Attorney General Alan Wilson and state House Speaker Bobby Harrell are awaiting a decision by the state Supreme Court on whether Wilson, the state’s top attorney, may continue an investigation into Harrell’s use of campaign funds. And while the public also waits to hear the news, let’s review South Carolina’s judicial selection process for its highest court.
A 10-member Judicial Merit Selection Commission screens justices for the Supreme Court before presenting them to the General Assembly, which then votes to fill seats on the five-member court. Harrell’s brother, John Davis Harrell serves on the commission, which is composed of business leaders and lawmakers.

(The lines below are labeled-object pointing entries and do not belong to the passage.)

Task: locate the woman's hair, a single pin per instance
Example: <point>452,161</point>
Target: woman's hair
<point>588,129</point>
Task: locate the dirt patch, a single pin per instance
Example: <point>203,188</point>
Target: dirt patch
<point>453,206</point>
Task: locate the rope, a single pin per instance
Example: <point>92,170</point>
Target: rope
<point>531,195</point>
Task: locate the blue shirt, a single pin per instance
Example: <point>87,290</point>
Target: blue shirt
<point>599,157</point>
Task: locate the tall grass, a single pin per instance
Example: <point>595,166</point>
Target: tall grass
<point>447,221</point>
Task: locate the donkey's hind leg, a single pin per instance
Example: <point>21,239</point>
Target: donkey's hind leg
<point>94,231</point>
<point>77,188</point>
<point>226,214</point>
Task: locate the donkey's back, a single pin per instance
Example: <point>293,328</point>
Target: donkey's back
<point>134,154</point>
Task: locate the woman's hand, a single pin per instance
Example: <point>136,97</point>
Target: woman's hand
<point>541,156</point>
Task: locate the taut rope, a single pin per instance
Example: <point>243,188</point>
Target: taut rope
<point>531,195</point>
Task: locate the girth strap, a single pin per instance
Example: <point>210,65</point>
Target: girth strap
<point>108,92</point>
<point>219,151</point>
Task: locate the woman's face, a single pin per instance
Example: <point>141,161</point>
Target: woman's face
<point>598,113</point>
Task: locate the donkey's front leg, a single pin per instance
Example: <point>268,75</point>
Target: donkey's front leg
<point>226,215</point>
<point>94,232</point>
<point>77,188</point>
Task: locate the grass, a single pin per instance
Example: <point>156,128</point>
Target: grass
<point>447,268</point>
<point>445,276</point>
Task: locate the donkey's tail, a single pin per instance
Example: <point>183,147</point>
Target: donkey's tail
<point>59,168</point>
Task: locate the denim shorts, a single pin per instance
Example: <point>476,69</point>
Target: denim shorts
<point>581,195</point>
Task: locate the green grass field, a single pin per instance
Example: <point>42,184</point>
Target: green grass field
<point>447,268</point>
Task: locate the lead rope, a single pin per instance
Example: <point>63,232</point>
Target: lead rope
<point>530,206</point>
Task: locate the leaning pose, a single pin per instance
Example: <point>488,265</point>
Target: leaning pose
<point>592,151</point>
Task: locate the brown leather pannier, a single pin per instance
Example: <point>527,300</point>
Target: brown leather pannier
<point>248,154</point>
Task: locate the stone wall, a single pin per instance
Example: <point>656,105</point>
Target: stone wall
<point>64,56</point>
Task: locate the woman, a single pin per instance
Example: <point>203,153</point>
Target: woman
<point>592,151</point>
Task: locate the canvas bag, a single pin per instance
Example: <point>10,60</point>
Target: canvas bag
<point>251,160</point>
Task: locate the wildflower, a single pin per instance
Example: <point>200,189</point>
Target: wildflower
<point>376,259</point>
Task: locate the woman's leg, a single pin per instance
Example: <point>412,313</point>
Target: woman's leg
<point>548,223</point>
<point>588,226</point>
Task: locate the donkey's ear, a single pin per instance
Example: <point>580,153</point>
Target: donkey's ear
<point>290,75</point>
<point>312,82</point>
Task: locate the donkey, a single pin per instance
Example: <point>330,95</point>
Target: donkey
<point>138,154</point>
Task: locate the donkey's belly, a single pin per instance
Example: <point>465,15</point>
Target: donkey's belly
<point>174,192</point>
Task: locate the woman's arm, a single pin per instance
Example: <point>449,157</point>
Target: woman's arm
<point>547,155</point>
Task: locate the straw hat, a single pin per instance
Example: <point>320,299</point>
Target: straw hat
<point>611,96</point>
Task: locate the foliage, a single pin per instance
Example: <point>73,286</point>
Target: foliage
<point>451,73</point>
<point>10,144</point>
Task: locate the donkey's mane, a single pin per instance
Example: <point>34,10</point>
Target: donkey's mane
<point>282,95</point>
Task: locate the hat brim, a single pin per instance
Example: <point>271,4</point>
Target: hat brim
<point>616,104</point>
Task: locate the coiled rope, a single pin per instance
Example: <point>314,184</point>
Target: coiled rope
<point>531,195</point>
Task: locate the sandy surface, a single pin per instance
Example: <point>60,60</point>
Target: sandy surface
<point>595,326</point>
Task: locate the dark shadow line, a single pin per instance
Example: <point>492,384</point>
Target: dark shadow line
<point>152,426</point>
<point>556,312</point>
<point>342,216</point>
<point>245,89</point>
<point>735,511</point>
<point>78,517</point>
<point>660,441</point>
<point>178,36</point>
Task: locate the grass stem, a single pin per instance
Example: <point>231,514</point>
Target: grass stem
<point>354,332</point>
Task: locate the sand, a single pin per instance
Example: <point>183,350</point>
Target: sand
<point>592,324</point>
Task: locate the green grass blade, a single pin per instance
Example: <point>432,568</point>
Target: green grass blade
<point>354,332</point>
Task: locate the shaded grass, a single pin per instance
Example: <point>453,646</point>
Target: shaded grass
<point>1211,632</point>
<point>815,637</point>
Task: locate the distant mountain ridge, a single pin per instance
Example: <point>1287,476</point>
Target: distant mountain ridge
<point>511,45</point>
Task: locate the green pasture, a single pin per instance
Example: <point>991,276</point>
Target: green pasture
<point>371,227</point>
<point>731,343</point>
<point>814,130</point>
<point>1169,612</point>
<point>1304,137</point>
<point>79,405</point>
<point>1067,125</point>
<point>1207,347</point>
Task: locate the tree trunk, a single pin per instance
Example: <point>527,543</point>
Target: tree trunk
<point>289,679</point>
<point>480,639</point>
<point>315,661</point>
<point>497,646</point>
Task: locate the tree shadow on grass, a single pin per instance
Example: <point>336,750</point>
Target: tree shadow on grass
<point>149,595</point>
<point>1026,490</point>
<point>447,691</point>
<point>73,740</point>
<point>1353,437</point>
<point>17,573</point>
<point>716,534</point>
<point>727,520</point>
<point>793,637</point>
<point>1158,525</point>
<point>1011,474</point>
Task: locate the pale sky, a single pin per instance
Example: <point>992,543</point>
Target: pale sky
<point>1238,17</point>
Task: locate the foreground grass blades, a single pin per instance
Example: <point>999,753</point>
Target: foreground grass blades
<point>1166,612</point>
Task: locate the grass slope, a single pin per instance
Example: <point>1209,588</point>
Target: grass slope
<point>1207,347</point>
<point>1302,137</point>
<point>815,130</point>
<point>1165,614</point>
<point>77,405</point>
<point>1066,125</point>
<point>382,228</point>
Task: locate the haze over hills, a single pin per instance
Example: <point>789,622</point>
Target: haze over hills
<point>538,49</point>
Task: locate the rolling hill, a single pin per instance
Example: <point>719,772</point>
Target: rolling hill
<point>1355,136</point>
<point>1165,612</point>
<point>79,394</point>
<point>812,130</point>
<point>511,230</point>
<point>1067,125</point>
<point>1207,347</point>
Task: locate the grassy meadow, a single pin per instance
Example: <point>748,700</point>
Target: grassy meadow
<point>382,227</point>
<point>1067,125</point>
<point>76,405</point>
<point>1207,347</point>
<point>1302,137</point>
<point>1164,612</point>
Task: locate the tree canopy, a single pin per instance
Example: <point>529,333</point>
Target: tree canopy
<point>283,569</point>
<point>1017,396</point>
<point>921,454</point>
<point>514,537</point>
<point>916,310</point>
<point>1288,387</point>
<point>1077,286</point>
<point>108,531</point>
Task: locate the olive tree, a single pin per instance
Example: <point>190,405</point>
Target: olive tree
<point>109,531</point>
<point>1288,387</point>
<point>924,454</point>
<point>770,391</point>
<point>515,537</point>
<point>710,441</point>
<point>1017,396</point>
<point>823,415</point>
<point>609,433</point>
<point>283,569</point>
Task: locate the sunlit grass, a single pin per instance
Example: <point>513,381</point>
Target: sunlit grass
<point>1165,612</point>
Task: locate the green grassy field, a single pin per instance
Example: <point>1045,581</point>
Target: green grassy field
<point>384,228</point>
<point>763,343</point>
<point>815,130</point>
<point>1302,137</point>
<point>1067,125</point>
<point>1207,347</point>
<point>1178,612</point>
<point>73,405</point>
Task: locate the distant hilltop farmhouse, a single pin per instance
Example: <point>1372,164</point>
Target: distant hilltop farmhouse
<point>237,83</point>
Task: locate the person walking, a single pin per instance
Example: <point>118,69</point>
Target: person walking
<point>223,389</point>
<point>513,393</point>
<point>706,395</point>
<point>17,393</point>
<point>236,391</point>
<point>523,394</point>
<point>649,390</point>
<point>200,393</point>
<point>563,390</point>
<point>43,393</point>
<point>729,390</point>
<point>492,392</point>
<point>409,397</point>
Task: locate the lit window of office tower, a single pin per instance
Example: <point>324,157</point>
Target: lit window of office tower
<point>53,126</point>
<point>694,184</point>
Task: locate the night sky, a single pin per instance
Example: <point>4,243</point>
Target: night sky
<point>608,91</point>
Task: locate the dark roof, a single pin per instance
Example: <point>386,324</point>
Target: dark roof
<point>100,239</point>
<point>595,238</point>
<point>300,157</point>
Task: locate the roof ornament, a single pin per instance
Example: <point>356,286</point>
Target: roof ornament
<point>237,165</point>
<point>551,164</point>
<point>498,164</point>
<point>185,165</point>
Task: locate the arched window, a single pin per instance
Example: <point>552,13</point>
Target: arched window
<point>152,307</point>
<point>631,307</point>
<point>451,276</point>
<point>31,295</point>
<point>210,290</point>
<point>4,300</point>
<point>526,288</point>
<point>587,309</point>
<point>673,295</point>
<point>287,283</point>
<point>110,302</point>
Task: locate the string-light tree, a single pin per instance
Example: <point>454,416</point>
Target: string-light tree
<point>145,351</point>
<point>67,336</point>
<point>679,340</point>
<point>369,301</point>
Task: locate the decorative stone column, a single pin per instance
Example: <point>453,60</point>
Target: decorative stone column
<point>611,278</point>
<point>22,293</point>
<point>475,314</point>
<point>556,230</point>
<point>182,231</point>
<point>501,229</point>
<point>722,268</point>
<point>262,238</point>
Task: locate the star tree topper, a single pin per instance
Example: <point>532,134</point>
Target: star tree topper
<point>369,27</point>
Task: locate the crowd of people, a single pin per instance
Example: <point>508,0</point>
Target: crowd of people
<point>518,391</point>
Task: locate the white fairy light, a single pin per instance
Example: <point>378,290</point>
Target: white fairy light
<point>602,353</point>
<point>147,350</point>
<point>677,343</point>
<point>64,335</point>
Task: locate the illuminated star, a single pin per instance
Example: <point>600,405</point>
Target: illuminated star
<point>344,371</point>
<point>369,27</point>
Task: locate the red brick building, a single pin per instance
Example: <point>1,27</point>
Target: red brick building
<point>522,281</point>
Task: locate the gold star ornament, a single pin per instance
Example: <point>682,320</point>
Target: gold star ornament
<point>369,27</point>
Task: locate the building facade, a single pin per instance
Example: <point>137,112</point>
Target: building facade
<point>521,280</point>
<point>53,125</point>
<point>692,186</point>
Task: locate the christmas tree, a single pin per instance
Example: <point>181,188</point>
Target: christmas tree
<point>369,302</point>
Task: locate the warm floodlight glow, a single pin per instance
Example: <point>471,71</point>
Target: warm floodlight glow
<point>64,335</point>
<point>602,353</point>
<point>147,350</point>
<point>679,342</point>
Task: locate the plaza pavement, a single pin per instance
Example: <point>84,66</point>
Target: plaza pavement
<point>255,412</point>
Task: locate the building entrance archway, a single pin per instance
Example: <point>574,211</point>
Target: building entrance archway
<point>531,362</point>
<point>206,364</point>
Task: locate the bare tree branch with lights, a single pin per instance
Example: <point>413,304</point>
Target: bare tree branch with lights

The House speaker appoints five members to the commission—three from the General Assembly and two from the general public. The Senate Judiciary Committee chairman appoints three members, and the Senate President Pro Tempore appoints two members—three from the General Assembly and two from the general public.
The court heard Tuesday from Deputy Attorney General Creighton Waters and Harrell’s attorney, Robert Stepp, who argued Wilson failed to properly refer to the House Ethics Committee a complaint over Harrell’s potential misuse of campaign funds for personal use and over potential involvement in conflicts of interest on behalf of family.
Wilson asked the State Law Enforcement Division to investigate Harrell after Ashley Landess, president of the libertarian-leaning South Carolina Policy Council, approached him on the matter. Waters argued Tuesday, as Wilson had in a previous hearing, that civil penalties can also be criminal in nature. Wilson has worked to keep the matter before a public court.
Chief Justice Jean Toal, who bested Justice Costa Pleicones in a race for her seat earlier this year, called Wilson’s handling of the allegations unprecedented. Toal, along with Justice Donald Beatty, is a former House member. Also serving on the court are justices John Kittredge and Kaye Hearn. Justice Hearn’s husband, George Hearn served in the South Carolina House from 2008 to 2012.
According to the American Bar Association, South Carolina is one of five states that rely primarily on the governor or legislature to appoint judges. In California, Maine and New Jersey, the governors oversee these appointments. Virginia is the only other state in which the legislature has that authority. Other states choose judges through a combination of selection commissions, elections and other methods.